Lil Boosie: Prison term of the 1,000 songs

NEW ORLEANS (AP) — Rapper Lil Boosie says serving time in a Louisiana prison on drug charges was life changing, has made him a better person and ultimately, he hopes, a better artist.

"I feel like I've got more stories to tell," Lil Boosie said during a press event Monday in New Orleans. "I've got a lot to say about my life, about what I went through in prison and about what my family went through.

"I'm a much better person. I'm much stronger. I know who my real friends are and I know who ain't."

Angela Yee, a radio personality on Power 105.1 in New York, moderated the rapper's first public interview since being released last week from Louisiana's maximum security prison at Angola.

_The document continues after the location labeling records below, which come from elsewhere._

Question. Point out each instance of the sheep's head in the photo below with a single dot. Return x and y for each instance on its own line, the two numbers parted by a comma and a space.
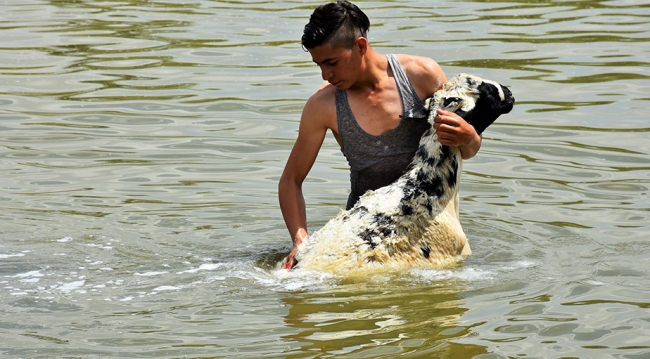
480, 102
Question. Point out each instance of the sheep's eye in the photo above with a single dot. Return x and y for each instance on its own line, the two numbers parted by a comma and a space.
449, 100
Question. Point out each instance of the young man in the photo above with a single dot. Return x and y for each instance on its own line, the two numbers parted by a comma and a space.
366, 103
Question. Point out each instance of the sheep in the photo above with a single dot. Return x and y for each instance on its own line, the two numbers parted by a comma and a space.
413, 222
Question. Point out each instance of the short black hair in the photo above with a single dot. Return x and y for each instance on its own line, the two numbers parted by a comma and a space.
339, 23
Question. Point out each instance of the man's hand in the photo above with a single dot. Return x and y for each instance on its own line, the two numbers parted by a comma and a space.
454, 131
290, 261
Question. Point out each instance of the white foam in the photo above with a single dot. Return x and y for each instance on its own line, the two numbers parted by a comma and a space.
150, 274
465, 274
29, 274
166, 287
204, 267
68, 287
4, 256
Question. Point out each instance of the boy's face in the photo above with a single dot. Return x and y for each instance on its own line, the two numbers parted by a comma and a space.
339, 66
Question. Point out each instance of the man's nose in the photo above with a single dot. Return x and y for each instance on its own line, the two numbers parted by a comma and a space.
326, 73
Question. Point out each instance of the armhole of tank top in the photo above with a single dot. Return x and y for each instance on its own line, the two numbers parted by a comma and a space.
408, 85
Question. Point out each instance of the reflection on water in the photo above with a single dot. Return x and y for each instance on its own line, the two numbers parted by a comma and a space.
141, 144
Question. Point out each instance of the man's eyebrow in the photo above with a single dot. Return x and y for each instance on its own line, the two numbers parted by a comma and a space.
324, 61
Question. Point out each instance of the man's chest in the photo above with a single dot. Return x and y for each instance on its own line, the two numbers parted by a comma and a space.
377, 112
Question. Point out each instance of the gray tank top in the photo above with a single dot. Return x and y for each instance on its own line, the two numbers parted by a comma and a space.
376, 161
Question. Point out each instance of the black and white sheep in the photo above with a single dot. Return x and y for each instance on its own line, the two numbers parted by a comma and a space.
414, 221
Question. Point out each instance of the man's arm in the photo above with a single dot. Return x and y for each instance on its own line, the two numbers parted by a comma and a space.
312, 130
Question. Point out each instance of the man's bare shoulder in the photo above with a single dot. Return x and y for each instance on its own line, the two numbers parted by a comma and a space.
425, 74
321, 107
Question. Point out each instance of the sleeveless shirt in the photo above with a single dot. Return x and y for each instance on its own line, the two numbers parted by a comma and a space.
377, 161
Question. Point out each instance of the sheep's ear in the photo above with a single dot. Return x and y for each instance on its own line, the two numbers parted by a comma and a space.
427, 103
509, 102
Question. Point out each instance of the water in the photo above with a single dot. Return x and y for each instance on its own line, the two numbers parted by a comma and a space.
142, 142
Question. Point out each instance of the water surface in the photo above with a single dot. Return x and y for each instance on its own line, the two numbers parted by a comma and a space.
142, 142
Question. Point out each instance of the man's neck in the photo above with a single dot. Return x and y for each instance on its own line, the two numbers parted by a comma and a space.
374, 70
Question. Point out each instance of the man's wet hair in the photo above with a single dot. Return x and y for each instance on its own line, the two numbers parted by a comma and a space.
338, 23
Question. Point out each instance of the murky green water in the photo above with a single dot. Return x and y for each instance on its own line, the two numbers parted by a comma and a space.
141, 144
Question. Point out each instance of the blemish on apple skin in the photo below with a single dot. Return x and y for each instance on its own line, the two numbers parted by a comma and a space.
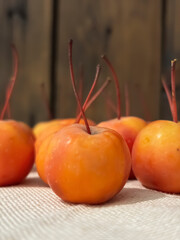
146, 140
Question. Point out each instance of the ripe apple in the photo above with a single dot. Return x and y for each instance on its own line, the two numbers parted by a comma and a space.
86, 164
128, 126
156, 151
87, 168
16, 141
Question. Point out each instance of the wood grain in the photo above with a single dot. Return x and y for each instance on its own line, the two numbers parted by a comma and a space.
171, 50
129, 32
26, 23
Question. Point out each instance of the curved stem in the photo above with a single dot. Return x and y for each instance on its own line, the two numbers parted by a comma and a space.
116, 83
46, 102
168, 94
80, 88
173, 87
12, 81
74, 86
98, 68
93, 98
127, 99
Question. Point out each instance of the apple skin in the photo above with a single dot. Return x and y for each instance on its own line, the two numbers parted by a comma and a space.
43, 139
156, 156
84, 168
16, 152
41, 127
128, 127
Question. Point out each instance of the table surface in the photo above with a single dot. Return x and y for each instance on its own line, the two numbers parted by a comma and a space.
32, 211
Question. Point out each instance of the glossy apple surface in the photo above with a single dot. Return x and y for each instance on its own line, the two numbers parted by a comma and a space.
43, 139
16, 152
128, 127
156, 156
84, 168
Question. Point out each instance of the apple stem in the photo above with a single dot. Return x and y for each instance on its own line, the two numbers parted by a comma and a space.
46, 102
98, 69
12, 81
143, 103
80, 88
168, 94
127, 103
8, 107
110, 104
116, 84
88, 103
74, 86
173, 88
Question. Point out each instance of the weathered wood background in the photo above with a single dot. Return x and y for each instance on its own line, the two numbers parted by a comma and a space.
140, 37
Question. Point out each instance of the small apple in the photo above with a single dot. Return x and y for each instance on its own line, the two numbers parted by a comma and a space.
156, 151
86, 164
16, 142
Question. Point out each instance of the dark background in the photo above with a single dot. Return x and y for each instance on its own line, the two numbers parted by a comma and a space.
140, 37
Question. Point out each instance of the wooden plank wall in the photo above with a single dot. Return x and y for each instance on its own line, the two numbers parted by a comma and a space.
27, 24
129, 32
171, 50
139, 37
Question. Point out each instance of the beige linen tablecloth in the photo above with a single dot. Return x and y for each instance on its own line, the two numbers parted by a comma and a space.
32, 211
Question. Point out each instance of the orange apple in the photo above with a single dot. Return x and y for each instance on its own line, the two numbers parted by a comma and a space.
16, 152
87, 168
44, 138
156, 151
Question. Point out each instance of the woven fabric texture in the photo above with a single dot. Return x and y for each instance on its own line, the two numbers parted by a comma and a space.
32, 211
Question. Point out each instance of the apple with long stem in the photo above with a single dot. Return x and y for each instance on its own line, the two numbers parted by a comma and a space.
128, 126
86, 164
16, 141
156, 151
42, 142
41, 127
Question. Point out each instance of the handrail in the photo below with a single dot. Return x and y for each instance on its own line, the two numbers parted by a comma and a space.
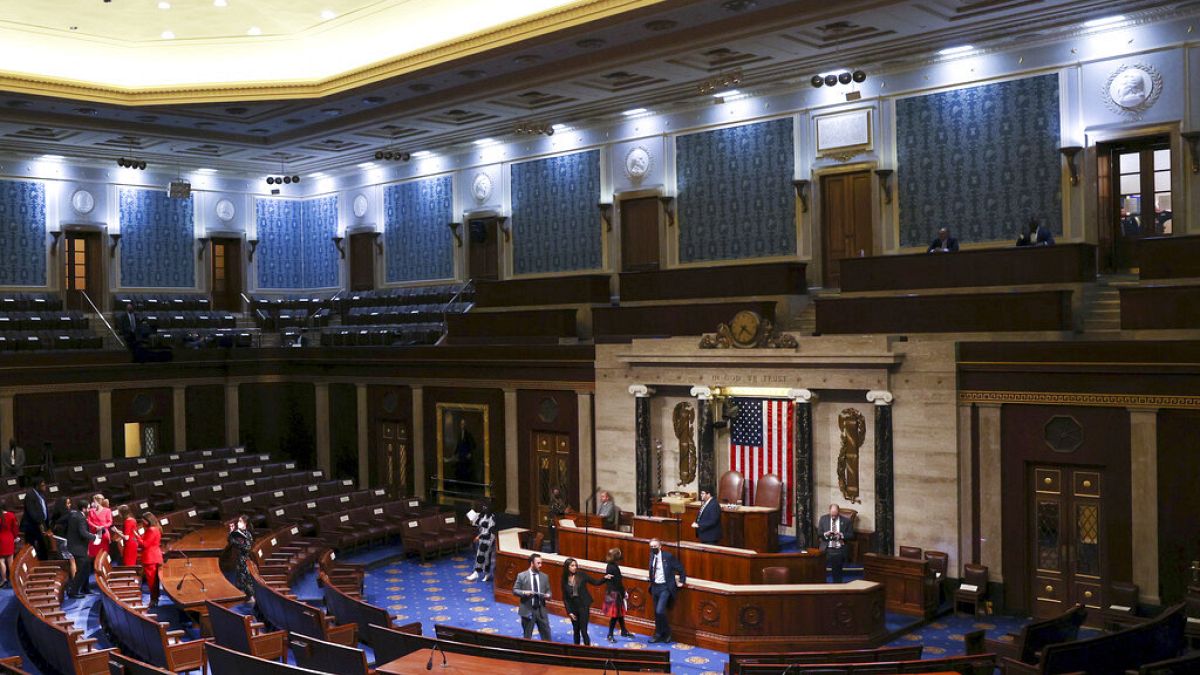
101, 315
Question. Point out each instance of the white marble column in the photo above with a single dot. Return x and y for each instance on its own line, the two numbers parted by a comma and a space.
511, 455
586, 449
419, 441
106, 424
1144, 489
324, 461
179, 416
990, 495
364, 435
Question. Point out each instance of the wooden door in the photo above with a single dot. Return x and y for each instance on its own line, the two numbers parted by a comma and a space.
226, 273
640, 234
363, 261
396, 457
83, 270
846, 221
552, 469
1067, 544
483, 249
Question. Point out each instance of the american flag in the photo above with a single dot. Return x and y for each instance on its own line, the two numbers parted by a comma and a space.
761, 443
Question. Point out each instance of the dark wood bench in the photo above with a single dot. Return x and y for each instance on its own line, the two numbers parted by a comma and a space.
804, 657
1111, 653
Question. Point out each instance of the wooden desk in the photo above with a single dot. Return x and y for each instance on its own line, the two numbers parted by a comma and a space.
702, 561
471, 664
203, 542
910, 583
723, 616
1008, 266
743, 527
190, 597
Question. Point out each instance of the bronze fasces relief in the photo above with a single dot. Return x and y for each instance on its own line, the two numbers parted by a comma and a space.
852, 426
684, 418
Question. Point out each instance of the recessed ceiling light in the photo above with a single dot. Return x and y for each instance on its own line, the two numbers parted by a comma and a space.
1104, 22
955, 51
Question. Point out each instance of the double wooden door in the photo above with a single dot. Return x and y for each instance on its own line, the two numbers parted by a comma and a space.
1069, 562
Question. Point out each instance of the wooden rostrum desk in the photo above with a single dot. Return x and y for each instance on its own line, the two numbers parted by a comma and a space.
713, 614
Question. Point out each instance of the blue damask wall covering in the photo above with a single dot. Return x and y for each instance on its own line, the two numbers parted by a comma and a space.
294, 243
418, 243
157, 243
22, 233
979, 160
736, 197
556, 223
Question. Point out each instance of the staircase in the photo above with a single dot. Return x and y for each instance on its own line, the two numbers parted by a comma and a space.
1102, 303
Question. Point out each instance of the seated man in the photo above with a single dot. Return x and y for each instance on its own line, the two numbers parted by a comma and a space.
943, 244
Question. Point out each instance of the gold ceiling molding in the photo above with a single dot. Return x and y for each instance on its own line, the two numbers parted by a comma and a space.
495, 37
1080, 399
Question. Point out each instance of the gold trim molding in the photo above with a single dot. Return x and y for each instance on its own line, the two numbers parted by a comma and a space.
495, 37
1080, 399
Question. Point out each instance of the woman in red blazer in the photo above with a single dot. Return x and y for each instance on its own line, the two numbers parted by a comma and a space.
151, 553
9, 533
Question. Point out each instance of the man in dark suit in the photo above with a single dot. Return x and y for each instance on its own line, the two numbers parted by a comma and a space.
33, 520
533, 587
664, 569
78, 537
835, 530
943, 244
708, 520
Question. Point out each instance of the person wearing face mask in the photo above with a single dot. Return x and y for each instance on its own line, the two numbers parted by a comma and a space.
241, 538
664, 569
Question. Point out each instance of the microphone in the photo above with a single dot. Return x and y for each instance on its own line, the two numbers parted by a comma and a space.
437, 646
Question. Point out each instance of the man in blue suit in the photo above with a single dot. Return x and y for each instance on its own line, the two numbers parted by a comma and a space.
708, 520
664, 569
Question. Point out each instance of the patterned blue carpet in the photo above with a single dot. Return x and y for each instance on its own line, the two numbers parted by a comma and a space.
437, 592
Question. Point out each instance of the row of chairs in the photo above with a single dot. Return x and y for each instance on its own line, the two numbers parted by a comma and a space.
382, 335
45, 340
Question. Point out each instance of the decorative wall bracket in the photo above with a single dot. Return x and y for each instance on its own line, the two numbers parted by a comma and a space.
802, 193
1069, 153
886, 184
669, 209
1193, 138
606, 215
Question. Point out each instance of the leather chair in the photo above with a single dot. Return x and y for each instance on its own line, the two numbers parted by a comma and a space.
775, 575
973, 590
731, 488
769, 491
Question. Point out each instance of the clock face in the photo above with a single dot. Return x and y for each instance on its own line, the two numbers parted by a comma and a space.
226, 210
744, 328
83, 202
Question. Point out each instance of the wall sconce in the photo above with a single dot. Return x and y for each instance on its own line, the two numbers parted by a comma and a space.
669, 209
606, 215
1193, 138
802, 193
1069, 153
886, 184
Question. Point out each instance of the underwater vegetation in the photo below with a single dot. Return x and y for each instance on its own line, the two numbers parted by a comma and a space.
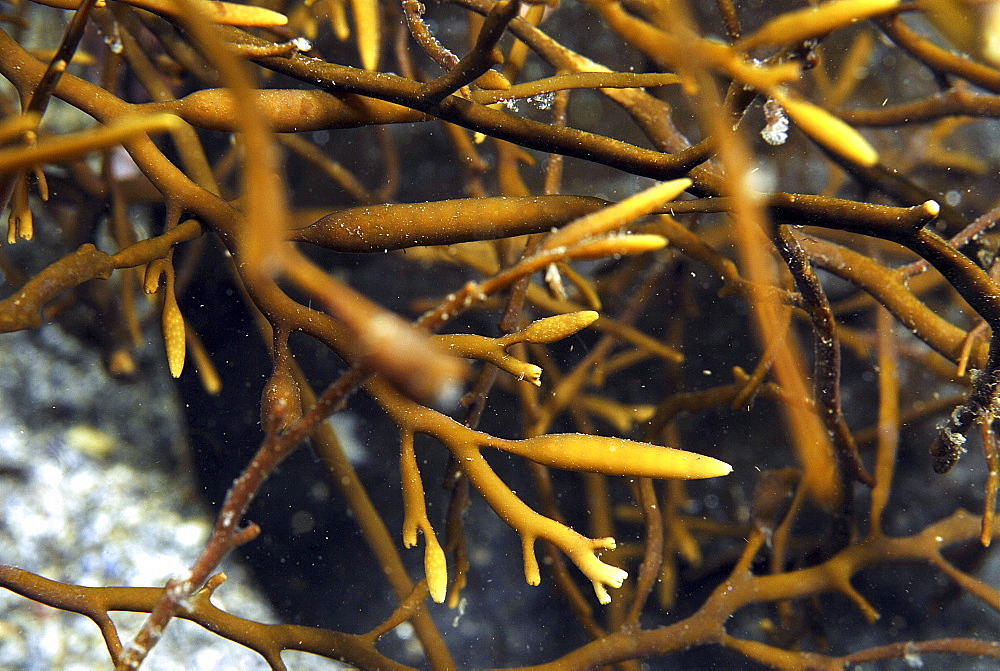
738, 252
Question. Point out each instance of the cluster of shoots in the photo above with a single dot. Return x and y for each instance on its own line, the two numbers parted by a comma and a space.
753, 160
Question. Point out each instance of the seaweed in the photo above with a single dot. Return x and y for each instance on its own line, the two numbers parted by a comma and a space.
846, 139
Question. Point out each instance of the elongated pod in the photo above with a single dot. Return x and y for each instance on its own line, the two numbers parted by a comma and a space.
287, 110
614, 456
376, 228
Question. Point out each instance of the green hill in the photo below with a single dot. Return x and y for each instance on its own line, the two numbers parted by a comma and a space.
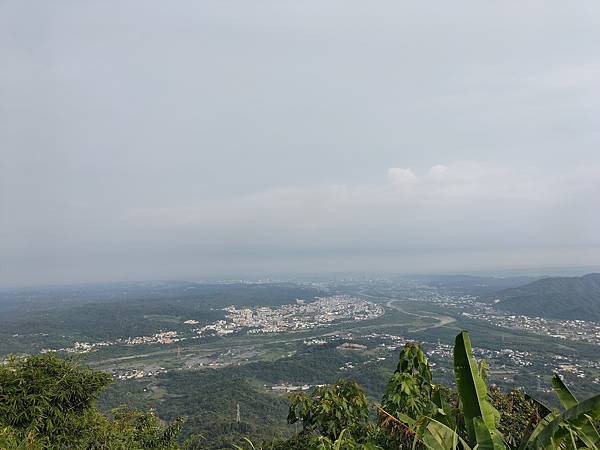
556, 297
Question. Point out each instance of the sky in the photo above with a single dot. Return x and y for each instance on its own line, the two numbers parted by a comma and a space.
218, 138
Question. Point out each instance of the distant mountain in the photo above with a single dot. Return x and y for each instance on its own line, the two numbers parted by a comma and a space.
476, 285
555, 297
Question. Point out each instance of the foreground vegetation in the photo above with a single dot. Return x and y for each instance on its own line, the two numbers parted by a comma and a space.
47, 402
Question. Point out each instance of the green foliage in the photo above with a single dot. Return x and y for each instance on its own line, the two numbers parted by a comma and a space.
409, 390
481, 418
331, 410
49, 402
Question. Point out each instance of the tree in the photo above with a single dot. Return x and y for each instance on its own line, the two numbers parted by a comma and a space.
49, 402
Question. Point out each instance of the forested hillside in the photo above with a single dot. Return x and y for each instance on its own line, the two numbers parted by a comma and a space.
557, 297
47, 402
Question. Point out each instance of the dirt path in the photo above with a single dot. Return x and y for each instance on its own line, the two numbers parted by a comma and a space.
442, 320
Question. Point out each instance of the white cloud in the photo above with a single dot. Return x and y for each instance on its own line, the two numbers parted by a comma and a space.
458, 205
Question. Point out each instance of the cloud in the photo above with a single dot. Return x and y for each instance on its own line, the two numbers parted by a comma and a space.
459, 205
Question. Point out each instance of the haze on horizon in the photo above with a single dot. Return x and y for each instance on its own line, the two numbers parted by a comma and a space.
154, 139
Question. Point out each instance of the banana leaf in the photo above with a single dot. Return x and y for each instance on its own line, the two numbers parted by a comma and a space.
473, 391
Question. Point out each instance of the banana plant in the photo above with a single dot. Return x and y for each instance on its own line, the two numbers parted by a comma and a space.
573, 428
481, 418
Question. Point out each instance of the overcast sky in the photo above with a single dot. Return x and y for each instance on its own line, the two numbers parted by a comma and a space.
189, 139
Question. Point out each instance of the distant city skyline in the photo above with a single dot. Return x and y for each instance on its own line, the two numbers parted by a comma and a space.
211, 139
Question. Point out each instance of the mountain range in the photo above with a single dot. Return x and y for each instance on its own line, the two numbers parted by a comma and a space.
555, 297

Rappers Bun B, Young Jeezy and Webbie were there to show support as well as members of his family and legal team.

"This is a big day for Trill Entertainment and a big day for the hip-hop community," said Houston native Bun B, the independent label's chief executive who came off tour to support Boosie's homecoming.

Bun B said Boosie and Webbie were the first artists Trill Entertainment signed.

"He took off with flying colors and went above and beyond what we expected," he said of Boosie. "We couldn't be more proud of him."

Boosie, whose real name is Torence Hatch, said the first thing he did following his release was reconnect with his seven children. "I'm still enjoying the moment, enjoying my family you know? I'm just soaking in time with the kids and the studio."

He said he's been spending as much time as possible in the studio — good news for Trill Entertainment and distributor Atlantic records. While imprisoned following a 2009 drug conviction, Hatch said he wrote 1,018 songs.

"I was focused on my music," he said when asked about life behind bars. "I didn't spend too much time seeing what other (rappers) were doing. But of what I've heard over the last few days, I feel the rap game is wide open for me to take over.

"Man, I've been in the studio almost every night. When I have any free time, that's where you can find me."

The rapper told The Associated Press that he sees possible collaborations in his future with Justin Beiber, Drake, Lil Wayne and Mary J. Blige.

"I'm fixing to go hard," he said.

He said his new music will reflect some of the experiences he went through in prison, including spending 20 months on lockdown for 23 hours and 45 minutes each day. "You'll hear more about that and other things in the music," he said. "The music will speak for me."

He also said he wrote a screenplay that he hopes to bring to theater audiences soon and a book about his life. He said he's considering self-financing both ventures but will shop them around, too.

In addition, he hopes to tour soon, possibly as early as the end of March. He said his fans never heard him perform music from "Super Bad: The Return of Boosie Bad Azz," which he released a couple of weeks before he went to prison.

The 31-year-old rapper, who is from Baton Rouge, could be on probation for up to four years. He has a Thursday hearing scheduled before a state judge, said Roy Maughan, an attorney representing Trill Entertainment.

"It's a routine appearance. There was no offense committed and there are no charges hanging over his head," he stressed. "It's just an opportunity for the judge to put eyes on him and for both sides to tailor some type of probation conditions."